Elastic Modulus and Hardness


Schematic of Hooke's Law

Two mechanical properties, elastic modulus and hardness, can be determined by nanoindentation.

The elastic modulus (E), often referred to as Young’s modulus, is the ratio of stress (σ) to strain (ε) when deformation is totally elastic. In the elastic region, stress and strain are proportional through Hooke’s Law: σ = Eε

The elastic modulus is an intrinsic property of a material. At a fundamental level, E is a measure of the bond strength between atoms. The greater the modulus, the stiffer the material and the smaller the strain. An elastic response is non-permanent, so when an applied load is released, the sample returns to its original shape.

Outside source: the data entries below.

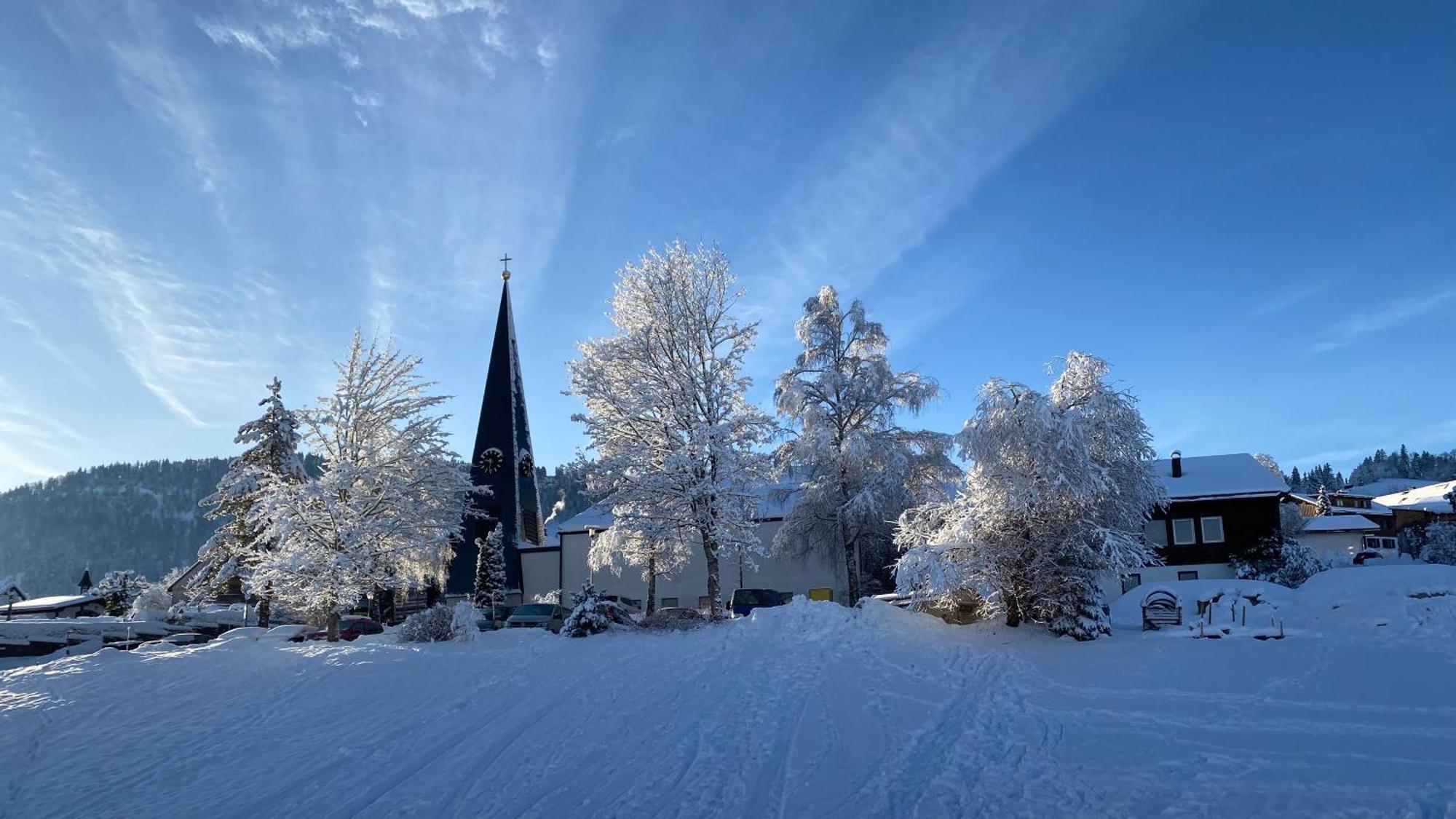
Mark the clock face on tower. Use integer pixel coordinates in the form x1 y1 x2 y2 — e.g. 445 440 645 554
480 446 505 475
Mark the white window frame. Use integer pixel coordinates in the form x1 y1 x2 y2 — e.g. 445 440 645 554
1198 515 1223 544
1174 518 1198 547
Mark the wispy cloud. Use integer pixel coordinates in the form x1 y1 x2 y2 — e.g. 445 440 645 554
754 3 1171 332
47 3 229 199
0 150 296 426
1309 285 1456 352
1249 284 1325 319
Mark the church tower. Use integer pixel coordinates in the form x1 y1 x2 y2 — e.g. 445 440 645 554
446 256 546 595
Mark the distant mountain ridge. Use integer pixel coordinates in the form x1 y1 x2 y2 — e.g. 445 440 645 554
0 458 229 596
0 458 590 596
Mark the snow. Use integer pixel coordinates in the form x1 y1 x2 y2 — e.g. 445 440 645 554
0 564 1456 819
1153 454 1289 500
1305 515 1380 532
1376 481 1456 515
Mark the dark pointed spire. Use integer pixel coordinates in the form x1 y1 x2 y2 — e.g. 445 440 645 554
446 256 545 595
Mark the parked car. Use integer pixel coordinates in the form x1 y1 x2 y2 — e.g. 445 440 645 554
296 617 384 643
728 589 794 617
642 606 708 631
505 604 571 634
475 606 515 631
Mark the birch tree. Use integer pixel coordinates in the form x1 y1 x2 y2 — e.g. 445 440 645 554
188 377 304 627
773 285 960 604
897 351 1166 640
568 240 773 620
249 332 485 640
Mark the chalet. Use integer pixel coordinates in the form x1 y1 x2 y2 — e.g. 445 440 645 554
1374 481 1456 532
520 484 846 608
1104 452 1289 599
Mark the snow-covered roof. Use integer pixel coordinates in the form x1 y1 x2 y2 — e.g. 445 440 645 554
1153 452 1289 500
1376 481 1456 515
1342 478 1436 499
1305 515 1380 532
1289 491 1390 515
558 483 799 535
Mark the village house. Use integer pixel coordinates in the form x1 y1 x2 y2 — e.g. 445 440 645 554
1102 452 1289 599
520 486 846 608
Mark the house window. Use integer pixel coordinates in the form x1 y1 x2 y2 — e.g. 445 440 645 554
1201 516 1223 544
1174 518 1198 547
1143 521 1168 547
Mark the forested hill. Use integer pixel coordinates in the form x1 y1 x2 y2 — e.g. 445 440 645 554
0 458 588 596
0 458 227 596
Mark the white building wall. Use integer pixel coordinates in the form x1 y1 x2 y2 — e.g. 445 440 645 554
547 521 846 608
1102 563 1233 602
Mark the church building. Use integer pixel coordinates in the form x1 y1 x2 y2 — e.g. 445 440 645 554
446 256 546 604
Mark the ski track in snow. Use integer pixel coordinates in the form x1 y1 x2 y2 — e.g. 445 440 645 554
0 591 1456 819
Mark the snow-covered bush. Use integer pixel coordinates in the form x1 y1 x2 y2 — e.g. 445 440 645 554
561 580 612 637
1229 537 1329 589
1421 523 1456 566
130 583 172 620
92 569 147 617
399 604 476 643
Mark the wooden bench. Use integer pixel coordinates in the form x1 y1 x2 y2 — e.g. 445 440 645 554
1143 589 1182 631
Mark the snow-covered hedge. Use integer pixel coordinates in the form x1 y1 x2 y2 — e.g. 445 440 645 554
399 602 478 643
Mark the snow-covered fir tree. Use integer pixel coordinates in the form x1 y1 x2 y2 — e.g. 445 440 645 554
1421 523 1456 566
475 525 505 620
561 580 612 637
248 332 482 640
90 569 149 617
569 242 775 620
773 285 961 602
1315 486 1329 515
897 351 1166 640
188 377 304 627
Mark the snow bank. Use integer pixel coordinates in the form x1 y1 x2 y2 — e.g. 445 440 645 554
0 577 1456 819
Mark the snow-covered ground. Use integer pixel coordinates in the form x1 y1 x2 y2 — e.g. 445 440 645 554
0 566 1456 819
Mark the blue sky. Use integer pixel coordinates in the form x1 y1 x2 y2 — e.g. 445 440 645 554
0 0 1456 487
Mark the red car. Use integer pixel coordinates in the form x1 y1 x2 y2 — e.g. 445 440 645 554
307 617 384 641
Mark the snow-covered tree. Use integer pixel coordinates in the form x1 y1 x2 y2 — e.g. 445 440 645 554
561 580 612 637
1315 486 1329 515
249 332 482 640
188 377 304 627
475 526 505 609
1421 523 1456 566
587 519 693 614
895 351 1166 640
569 242 775 620
90 569 149 617
773 285 961 602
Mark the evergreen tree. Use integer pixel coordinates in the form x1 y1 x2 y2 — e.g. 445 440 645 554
561 580 612 637
475 522 505 612
773 285 960 604
188 377 304 627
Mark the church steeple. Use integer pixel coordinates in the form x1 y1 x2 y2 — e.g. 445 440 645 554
446 256 546 595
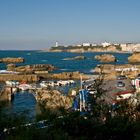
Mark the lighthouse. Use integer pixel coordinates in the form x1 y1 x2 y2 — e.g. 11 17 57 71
55 42 58 47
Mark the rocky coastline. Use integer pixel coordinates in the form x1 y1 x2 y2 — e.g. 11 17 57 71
94 54 117 63
0 57 25 63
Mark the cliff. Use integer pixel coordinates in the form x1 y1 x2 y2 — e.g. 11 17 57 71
128 53 140 63
0 74 40 82
38 72 89 80
0 57 24 63
49 45 121 53
64 55 86 60
94 54 117 62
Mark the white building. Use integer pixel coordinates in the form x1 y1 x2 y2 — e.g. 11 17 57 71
82 43 91 47
120 43 140 52
101 42 111 47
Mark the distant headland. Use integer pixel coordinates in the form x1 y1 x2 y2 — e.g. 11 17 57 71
49 42 140 53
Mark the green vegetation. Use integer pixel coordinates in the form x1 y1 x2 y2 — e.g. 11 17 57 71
0 82 140 140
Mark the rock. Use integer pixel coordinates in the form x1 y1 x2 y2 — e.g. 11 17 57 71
37 89 73 109
94 64 115 74
45 71 89 80
94 64 137 74
7 64 16 71
128 53 140 63
0 74 40 82
8 64 57 73
94 54 116 63
64 55 86 60
0 57 24 63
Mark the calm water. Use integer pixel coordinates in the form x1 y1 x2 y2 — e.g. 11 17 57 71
0 51 130 120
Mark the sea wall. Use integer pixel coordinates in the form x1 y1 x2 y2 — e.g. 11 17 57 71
38 72 89 80
0 74 39 82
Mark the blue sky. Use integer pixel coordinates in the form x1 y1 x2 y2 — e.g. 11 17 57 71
0 0 140 50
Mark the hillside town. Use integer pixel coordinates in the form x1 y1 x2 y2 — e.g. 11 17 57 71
50 42 140 53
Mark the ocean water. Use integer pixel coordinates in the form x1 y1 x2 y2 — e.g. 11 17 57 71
0 51 130 74
0 51 130 118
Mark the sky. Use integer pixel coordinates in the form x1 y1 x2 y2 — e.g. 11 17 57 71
0 0 140 50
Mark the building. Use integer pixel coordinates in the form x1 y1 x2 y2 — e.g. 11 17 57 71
101 42 111 47
120 43 140 52
82 43 91 47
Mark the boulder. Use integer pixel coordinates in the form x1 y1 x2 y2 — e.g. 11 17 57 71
128 53 140 63
7 63 16 71
64 55 86 60
0 57 24 63
94 54 116 63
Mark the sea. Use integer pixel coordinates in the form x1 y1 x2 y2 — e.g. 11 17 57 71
0 50 131 119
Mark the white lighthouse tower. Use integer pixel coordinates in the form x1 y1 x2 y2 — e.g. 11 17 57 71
55 41 58 47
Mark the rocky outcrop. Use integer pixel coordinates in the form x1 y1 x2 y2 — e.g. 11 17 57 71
0 57 24 63
94 64 140 79
94 54 116 63
0 74 40 82
7 64 56 73
128 53 140 63
64 55 86 60
39 71 89 80
37 89 72 109
0 88 11 101
50 45 121 53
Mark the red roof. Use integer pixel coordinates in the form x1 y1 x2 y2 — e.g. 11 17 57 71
113 90 135 96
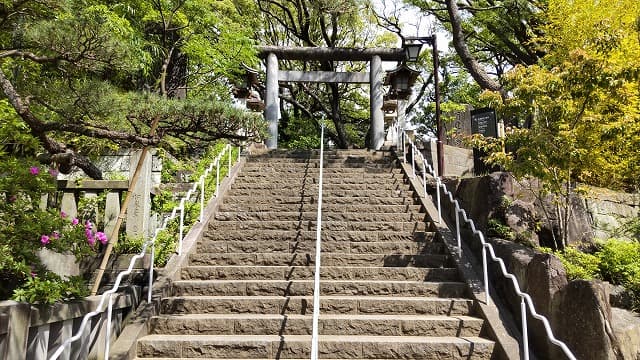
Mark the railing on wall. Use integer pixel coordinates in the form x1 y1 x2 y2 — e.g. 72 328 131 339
49 145 240 360
0 287 140 360
399 133 576 360
311 122 324 360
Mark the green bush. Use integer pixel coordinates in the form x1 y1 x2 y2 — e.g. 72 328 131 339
541 246 600 280
0 158 106 303
598 239 640 309
540 239 640 310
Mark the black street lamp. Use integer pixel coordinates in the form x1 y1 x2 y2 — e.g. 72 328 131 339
384 62 420 100
402 35 444 176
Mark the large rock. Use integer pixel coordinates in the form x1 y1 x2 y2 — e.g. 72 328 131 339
550 280 622 360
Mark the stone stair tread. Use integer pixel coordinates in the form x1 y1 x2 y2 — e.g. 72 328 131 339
189 252 449 267
181 265 458 281
173 279 465 286
155 313 483 321
141 334 494 344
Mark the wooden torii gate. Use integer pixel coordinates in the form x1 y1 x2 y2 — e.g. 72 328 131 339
258 46 406 150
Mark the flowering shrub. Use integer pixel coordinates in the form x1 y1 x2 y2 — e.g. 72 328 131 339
0 159 107 303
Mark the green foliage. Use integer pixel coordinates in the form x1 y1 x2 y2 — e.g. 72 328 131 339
598 239 640 310
615 217 640 241
13 273 89 304
540 246 600 280
487 218 515 240
541 239 640 310
126 141 239 267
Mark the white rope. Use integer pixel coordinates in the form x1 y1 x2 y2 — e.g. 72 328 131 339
404 133 576 360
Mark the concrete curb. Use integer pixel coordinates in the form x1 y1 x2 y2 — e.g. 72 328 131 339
109 157 246 360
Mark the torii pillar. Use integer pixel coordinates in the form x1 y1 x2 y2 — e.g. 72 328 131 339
258 46 406 150
369 55 384 150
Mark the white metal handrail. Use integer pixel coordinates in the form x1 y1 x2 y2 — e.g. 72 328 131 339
401 133 576 360
311 123 324 360
49 144 240 360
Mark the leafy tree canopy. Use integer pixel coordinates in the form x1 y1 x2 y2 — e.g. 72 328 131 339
0 0 261 178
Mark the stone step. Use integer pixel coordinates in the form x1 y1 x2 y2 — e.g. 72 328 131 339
242 163 396 172
247 153 395 163
173 280 466 298
196 238 444 255
199 229 435 243
137 335 494 360
189 253 449 267
161 295 473 316
208 220 426 231
225 188 413 198
222 194 417 206
242 164 404 177
181 265 458 281
218 203 422 214
231 180 410 193
149 313 483 337
234 176 406 185
214 210 425 222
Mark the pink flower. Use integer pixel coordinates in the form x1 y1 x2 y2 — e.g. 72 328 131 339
84 229 96 246
96 231 109 245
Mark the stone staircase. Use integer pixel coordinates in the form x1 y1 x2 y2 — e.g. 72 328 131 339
137 151 494 359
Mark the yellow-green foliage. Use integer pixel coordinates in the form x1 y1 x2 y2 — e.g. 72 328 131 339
541 246 600 280
482 0 640 193
541 239 640 310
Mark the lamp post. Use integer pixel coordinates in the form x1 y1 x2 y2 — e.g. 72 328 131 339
384 62 420 155
403 35 444 176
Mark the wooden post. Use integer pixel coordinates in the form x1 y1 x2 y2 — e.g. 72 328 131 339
91 117 160 295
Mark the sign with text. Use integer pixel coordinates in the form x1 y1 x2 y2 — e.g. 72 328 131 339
471 108 498 137
471 108 498 175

Hardness (H) is a measure of a material’s resistance to deformation by surface indentation. The plastic deformation is caused by the motion of dislocations in the atomic structure of a material. The yield strength of a material may be changed by inhibiting dislocation motion through imperfections, alloys or grain boundaries.

Material hardness can be increased by different means, including interstitial or substitutional hardening, where atoms are either added between or substituted in the atomic lattice:

Interstitial and substitutional hardness

 Interstitial and substitutional hardening

Microhardness testing and nanoindentation are standard methods of determining hardness. Nanoindentation has the added benefit of also providing elastic modulus.